On July 30, 2005, Union Pacific unveiled a brand new EMD SD70ACe locomotive, Union Pacific 1982, with Missouri Pacific paint and logos, as part of a new heritage program.

[edit] Passenger train service

In the early years of the 20th Century, most Missouri Pacific and St. Louis, Iron Mountain and Southern passenger trains were designated by number only, with little emphasis on premier name trains. This changed in May, 1915 with the inauguration of the Scenic Limited between St. Louis, Kansas City, and Pueblo, Colorado. Between Pueblo and Salt Lake City, the Scenic Limited operated through the Royal Gorge over the tracks of the Denver and Rio Grande Railroad. From Salt Lake City to San Francisco, the Scenic Limited operated over the Western Pacific Railroad. A second premier train, the Sunshine Special began operating on December 5, 1915 between St. Louis, Little Rock, Austin and San Antonio. Another named train, the Rainbow Special was placed in service in July 1921 between Kansas City and Little Rock, Arkansas.
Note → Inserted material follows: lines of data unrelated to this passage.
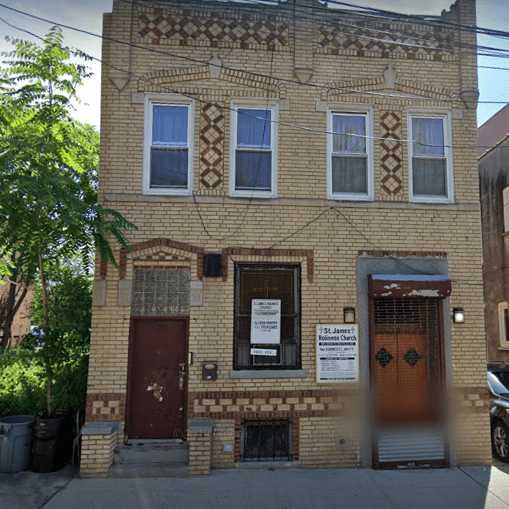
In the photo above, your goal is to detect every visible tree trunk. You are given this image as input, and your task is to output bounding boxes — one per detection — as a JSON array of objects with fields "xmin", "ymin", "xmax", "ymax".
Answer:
[
  {"xmin": 0, "ymin": 271, "xmax": 28, "ymax": 348},
  {"xmin": 38, "ymin": 254, "xmax": 52, "ymax": 416}
]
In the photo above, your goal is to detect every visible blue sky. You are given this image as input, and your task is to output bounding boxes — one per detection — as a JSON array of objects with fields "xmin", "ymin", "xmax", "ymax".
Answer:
[{"xmin": 1, "ymin": 0, "xmax": 508, "ymax": 128}]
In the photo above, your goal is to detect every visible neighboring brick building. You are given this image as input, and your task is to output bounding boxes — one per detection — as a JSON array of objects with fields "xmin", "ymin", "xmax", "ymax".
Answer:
[
  {"xmin": 81, "ymin": 0, "xmax": 492, "ymax": 476},
  {"xmin": 479, "ymin": 113, "xmax": 509, "ymax": 366}
]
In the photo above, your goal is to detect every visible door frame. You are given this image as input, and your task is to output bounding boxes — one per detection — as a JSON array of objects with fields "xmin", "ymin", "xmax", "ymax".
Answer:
[
  {"xmin": 125, "ymin": 316, "xmax": 189, "ymax": 441},
  {"xmin": 368, "ymin": 296, "xmax": 449, "ymax": 469}
]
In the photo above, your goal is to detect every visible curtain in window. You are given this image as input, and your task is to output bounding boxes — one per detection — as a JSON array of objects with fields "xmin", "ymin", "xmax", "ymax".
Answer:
[
  {"xmin": 332, "ymin": 115, "xmax": 366, "ymax": 154},
  {"xmin": 237, "ymin": 109, "xmax": 271, "ymax": 147},
  {"xmin": 152, "ymin": 105, "xmax": 188, "ymax": 145},
  {"xmin": 412, "ymin": 117, "xmax": 445, "ymax": 157}
]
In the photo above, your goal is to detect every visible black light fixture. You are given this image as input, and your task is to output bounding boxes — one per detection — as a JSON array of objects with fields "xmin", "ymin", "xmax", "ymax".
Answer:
[
  {"xmin": 452, "ymin": 307, "xmax": 465, "ymax": 324},
  {"xmin": 343, "ymin": 307, "xmax": 356, "ymax": 324}
]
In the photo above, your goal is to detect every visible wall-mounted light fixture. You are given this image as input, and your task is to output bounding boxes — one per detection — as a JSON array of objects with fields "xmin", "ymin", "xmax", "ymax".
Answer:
[
  {"xmin": 343, "ymin": 307, "xmax": 356, "ymax": 324},
  {"xmin": 452, "ymin": 307, "xmax": 465, "ymax": 324}
]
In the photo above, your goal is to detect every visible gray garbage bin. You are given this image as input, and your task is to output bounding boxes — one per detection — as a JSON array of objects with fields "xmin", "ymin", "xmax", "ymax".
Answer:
[{"xmin": 0, "ymin": 416, "xmax": 35, "ymax": 473}]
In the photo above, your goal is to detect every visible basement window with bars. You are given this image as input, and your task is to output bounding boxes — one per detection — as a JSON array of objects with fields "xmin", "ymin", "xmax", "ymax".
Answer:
[
  {"xmin": 241, "ymin": 420, "xmax": 291, "ymax": 462},
  {"xmin": 234, "ymin": 264, "xmax": 301, "ymax": 370}
]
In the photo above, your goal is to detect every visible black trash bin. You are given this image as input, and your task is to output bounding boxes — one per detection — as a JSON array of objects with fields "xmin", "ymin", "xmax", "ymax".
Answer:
[{"xmin": 31, "ymin": 416, "xmax": 64, "ymax": 473}]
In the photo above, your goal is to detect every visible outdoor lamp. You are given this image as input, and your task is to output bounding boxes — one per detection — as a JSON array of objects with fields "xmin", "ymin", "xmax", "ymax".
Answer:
[
  {"xmin": 452, "ymin": 308, "xmax": 465, "ymax": 324},
  {"xmin": 343, "ymin": 307, "xmax": 356, "ymax": 324}
]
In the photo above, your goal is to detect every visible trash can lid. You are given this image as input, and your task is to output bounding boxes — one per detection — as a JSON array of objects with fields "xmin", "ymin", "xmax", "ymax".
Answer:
[{"xmin": 0, "ymin": 415, "xmax": 35, "ymax": 426}]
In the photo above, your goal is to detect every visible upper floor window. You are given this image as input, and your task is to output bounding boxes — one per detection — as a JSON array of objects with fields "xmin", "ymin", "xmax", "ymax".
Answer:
[
  {"xmin": 230, "ymin": 105, "xmax": 277, "ymax": 198},
  {"xmin": 144, "ymin": 99, "xmax": 193, "ymax": 195},
  {"xmin": 327, "ymin": 111, "xmax": 373, "ymax": 201},
  {"xmin": 409, "ymin": 113, "xmax": 453, "ymax": 203}
]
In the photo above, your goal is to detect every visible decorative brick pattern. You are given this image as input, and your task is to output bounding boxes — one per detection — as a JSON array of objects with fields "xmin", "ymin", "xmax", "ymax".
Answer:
[
  {"xmin": 119, "ymin": 238, "xmax": 204, "ymax": 280},
  {"xmin": 137, "ymin": 7, "xmax": 289, "ymax": 50},
  {"xmin": 86, "ymin": 393, "xmax": 126, "ymax": 421},
  {"xmin": 454, "ymin": 387, "xmax": 491, "ymax": 414},
  {"xmin": 379, "ymin": 112, "xmax": 403, "ymax": 199},
  {"xmin": 189, "ymin": 390, "xmax": 351, "ymax": 419},
  {"xmin": 199, "ymin": 103, "xmax": 225, "ymax": 193},
  {"xmin": 358, "ymin": 250, "xmax": 448, "ymax": 259},
  {"xmin": 318, "ymin": 18, "xmax": 456, "ymax": 61}
]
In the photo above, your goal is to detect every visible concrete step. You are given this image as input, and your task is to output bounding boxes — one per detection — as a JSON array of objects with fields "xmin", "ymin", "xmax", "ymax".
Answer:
[
  {"xmin": 114, "ymin": 440, "xmax": 189, "ymax": 466},
  {"xmin": 108, "ymin": 463, "xmax": 189, "ymax": 479}
]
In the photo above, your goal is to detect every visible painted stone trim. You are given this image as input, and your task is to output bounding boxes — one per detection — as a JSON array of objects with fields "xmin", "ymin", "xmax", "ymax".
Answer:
[
  {"xmin": 137, "ymin": 6, "xmax": 289, "ymax": 50},
  {"xmin": 199, "ymin": 102, "xmax": 225, "ymax": 193},
  {"xmin": 379, "ymin": 111, "xmax": 403, "ymax": 200},
  {"xmin": 86, "ymin": 393, "xmax": 126, "ymax": 421},
  {"xmin": 222, "ymin": 248, "xmax": 314, "ymax": 282}
]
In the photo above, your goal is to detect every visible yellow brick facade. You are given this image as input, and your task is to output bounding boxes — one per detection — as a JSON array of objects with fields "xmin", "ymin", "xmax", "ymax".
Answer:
[{"xmin": 81, "ymin": 0, "xmax": 492, "ymax": 476}]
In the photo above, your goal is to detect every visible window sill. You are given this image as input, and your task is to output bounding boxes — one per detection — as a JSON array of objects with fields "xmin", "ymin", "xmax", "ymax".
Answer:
[
  {"xmin": 230, "ymin": 191, "xmax": 277, "ymax": 199},
  {"xmin": 229, "ymin": 369, "xmax": 307, "ymax": 379}
]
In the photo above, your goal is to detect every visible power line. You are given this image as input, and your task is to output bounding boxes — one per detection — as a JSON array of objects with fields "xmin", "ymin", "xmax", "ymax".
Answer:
[
  {"xmin": 0, "ymin": 15, "xmax": 503, "ymax": 152},
  {"xmin": 1, "ymin": 2, "xmax": 509, "ymax": 108}
]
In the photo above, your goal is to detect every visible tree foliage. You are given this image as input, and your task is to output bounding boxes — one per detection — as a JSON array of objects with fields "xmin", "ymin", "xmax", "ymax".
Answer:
[{"xmin": 0, "ymin": 27, "xmax": 135, "ymax": 414}]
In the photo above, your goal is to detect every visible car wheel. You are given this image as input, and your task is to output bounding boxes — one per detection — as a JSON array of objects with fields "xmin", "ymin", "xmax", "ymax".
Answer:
[{"xmin": 492, "ymin": 421, "xmax": 509, "ymax": 463}]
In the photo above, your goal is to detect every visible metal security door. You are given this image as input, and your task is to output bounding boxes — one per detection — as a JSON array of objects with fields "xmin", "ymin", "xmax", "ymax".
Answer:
[
  {"xmin": 371, "ymin": 298, "xmax": 446, "ymax": 467},
  {"xmin": 127, "ymin": 318, "xmax": 187, "ymax": 439}
]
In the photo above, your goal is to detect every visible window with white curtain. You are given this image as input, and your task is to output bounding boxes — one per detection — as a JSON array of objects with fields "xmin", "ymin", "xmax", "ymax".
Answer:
[
  {"xmin": 144, "ymin": 99, "xmax": 193, "ymax": 195},
  {"xmin": 230, "ymin": 105, "xmax": 277, "ymax": 197},
  {"xmin": 328, "ymin": 111, "xmax": 373, "ymax": 200},
  {"xmin": 409, "ymin": 114, "xmax": 453, "ymax": 202}
]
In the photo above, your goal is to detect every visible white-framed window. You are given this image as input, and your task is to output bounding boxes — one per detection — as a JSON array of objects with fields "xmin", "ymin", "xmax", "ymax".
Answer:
[
  {"xmin": 327, "ymin": 110, "xmax": 374, "ymax": 201},
  {"xmin": 230, "ymin": 103, "xmax": 278, "ymax": 198},
  {"xmin": 143, "ymin": 96, "xmax": 194, "ymax": 195},
  {"xmin": 408, "ymin": 113, "xmax": 453, "ymax": 203},
  {"xmin": 498, "ymin": 302, "xmax": 509, "ymax": 349}
]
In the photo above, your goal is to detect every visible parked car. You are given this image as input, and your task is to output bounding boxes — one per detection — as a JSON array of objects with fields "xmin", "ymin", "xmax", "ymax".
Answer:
[{"xmin": 488, "ymin": 368, "xmax": 509, "ymax": 463}]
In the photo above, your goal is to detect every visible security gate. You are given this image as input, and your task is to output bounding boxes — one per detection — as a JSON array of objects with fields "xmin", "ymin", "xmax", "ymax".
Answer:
[{"xmin": 371, "ymin": 297, "xmax": 447, "ymax": 467}]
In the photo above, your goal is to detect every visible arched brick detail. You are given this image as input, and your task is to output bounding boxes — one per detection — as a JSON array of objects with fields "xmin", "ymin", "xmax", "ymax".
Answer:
[{"xmin": 118, "ymin": 238, "xmax": 205, "ymax": 280}]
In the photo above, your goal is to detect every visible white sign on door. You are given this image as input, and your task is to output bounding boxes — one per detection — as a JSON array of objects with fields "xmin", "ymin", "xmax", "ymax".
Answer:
[
  {"xmin": 250, "ymin": 299, "xmax": 281, "ymax": 344},
  {"xmin": 316, "ymin": 324, "xmax": 359, "ymax": 383}
]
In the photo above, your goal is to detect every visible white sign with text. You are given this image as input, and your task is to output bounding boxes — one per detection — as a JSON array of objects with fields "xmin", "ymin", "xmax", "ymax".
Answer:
[
  {"xmin": 316, "ymin": 324, "xmax": 359, "ymax": 383},
  {"xmin": 250, "ymin": 299, "xmax": 281, "ymax": 344}
]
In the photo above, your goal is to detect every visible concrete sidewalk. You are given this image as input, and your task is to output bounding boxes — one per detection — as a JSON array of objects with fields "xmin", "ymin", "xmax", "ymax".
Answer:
[{"xmin": 2, "ymin": 465, "xmax": 509, "ymax": 509}]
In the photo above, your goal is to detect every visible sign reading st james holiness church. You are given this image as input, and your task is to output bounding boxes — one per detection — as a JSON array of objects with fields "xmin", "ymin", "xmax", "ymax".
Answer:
[
  {"xmin": 250, "ymin": 299, "xmax": 281, "ymax": 344},
  {"xmin": 316, "ymin": 324, "xmax": 359, "ymax": 383}
]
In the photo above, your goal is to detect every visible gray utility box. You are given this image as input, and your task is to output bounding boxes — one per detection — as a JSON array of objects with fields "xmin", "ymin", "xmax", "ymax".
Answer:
[{"xmin": 0, "ymin": 415, "xmax": 34, "ymax": 473}]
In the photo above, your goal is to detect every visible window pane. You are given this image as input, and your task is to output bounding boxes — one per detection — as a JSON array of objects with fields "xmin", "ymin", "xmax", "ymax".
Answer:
[
  {"xmin": 152, "ymin": 105, "xmax": 188, "ymax": 145},
  {"xmin": 150, "ymin": 148, "xmax": 188, "ymax": 188},
  {"xmin": 332, "ymin": 114, "xmax": 366, "ymax": 154},
  {"xmin": 332, "ymin": 156, "xmax": 368, "ymax": 194},
  {"xmin": 235, "ymin": 151, "xmax": 271, "ymax": 191},
  {"xmin": 412, "ymin": 158, "xmax": 447, "ymax": 196},
  {"xmin": 237, "ymin": 109, "xmax": 271, "ymax": 148},
  {"xmin": 412, "ymin": 117, "xmax": 445, "ymax": 157}
]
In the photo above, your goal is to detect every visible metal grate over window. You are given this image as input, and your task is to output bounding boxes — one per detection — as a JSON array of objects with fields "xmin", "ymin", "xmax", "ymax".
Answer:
[
  {"xmin": 241, "ymin": 420, "xmax": 291, "ymax": 462},
  {"xmin": 132, "ymin": 268, "xmax": 190, "ymax": 317}
]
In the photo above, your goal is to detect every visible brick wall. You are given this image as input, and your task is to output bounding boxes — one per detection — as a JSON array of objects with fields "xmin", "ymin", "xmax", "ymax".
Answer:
[{"xmin": 82, "ymin": 0, "xmax": 491, "ymax": 473}]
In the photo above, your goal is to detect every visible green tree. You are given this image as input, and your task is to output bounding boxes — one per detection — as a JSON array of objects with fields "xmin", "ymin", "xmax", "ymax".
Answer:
[{"xmin": 0, "ymin": 28, "xmax": 135, "ymax": 414}]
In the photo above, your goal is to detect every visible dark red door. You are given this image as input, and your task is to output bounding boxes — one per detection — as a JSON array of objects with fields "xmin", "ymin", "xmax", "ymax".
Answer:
[{"xmin": 127, "ymin": 319, "xmax": 187, "ymax": 439}]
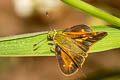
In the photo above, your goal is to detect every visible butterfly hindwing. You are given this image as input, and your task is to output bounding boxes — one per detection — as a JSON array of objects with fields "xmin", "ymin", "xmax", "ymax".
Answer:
[{"xmin": 55, "ymin": 44, "xmax": 85, "ymax": 75}]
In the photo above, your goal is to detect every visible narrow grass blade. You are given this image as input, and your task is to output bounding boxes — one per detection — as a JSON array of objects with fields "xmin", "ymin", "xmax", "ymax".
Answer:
[{"xmin": 61, "ymin": 0, "xmax": 120, "ymax": 27}]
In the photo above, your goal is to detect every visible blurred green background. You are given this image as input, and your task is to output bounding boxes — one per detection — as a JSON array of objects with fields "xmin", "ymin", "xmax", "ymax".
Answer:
[{"xmin": 0, "ymin": 0, "xmax": 120, "ymax": 80}]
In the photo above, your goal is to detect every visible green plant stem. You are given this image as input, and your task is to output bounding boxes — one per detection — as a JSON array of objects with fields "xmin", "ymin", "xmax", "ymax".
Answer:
[{"xmin": 61, "ymin": 0, "xmax": 120, "ymax": 27}]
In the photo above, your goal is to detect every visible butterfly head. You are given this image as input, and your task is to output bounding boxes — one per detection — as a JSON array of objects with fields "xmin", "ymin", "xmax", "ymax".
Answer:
[{"xmin": 48, "ymin": 30, "xmax": 57, "ymax": 40}]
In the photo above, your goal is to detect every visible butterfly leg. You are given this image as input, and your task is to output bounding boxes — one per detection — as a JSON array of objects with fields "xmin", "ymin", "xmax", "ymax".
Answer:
[
  {"xmin": 50, "ymin": 45, "xmax": 56, "ymax": 52},
  {"xmin": 48, "ymin": 41, "xmax": 56, "ymax": 52},
  {"xmin": 48, "ymin": 41, "xmax": 54, "ymax": 44}
]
The Sunshine Special soon eclipsed the other trains in travel volume, becoming the signature train of the Missouri Pacific Railroad. An advertising slogan in 1933 proclaimed: "It's 70-degrees in the Sunshine when its 100-degrees in the shade," referring to the fact that the Sunshine Special was one of the first air-conditioned trains in the southwest. When new streamlined trains were delivered, the Scenic Limited and Rainbow Special names faded, but the Sunshine Special had sufficient name recognition to co-exist along with the new streamliners into the late 1950s.

In the streamliner era, the Missouri Pacific's premier passenger trains were collectively known as the Eagles. A variety of Eagle trains were operated, with the first such train inaugurated in 1940. Eagle routes included the Missouri River Eagle (St. Louis to Kansas City and Omaha), the Delta Eagle (Memphis, Tennessee to Tallulah, Louisiana), the Colorado Eagle (St. Louis, Missouri to Pueblo and Denver, the Texas Eagle (St. Louis to Texas), and the Valley Eagle (Houston to Corpus Christi and Brownsville, Texas). Missouri Pacific gained a reputation for aggressively discontinuing passenger trains after the mid-1960s, and when the National Railroad Passenger Corporation (Amtrak) assumed passenger train operations on May 1 1971, the St. Louis to Kansas City route was the only Missouri Pacific route to be included as part of Amtrak's basic system. On March 13, 1974, Amtrak restored passenger train service over segments of Missouri Pacific-Texas and Pacific's original Texas Eagle route between St. Louis, Little Rock, Dallas, Austin, San Antonio, and Laredo.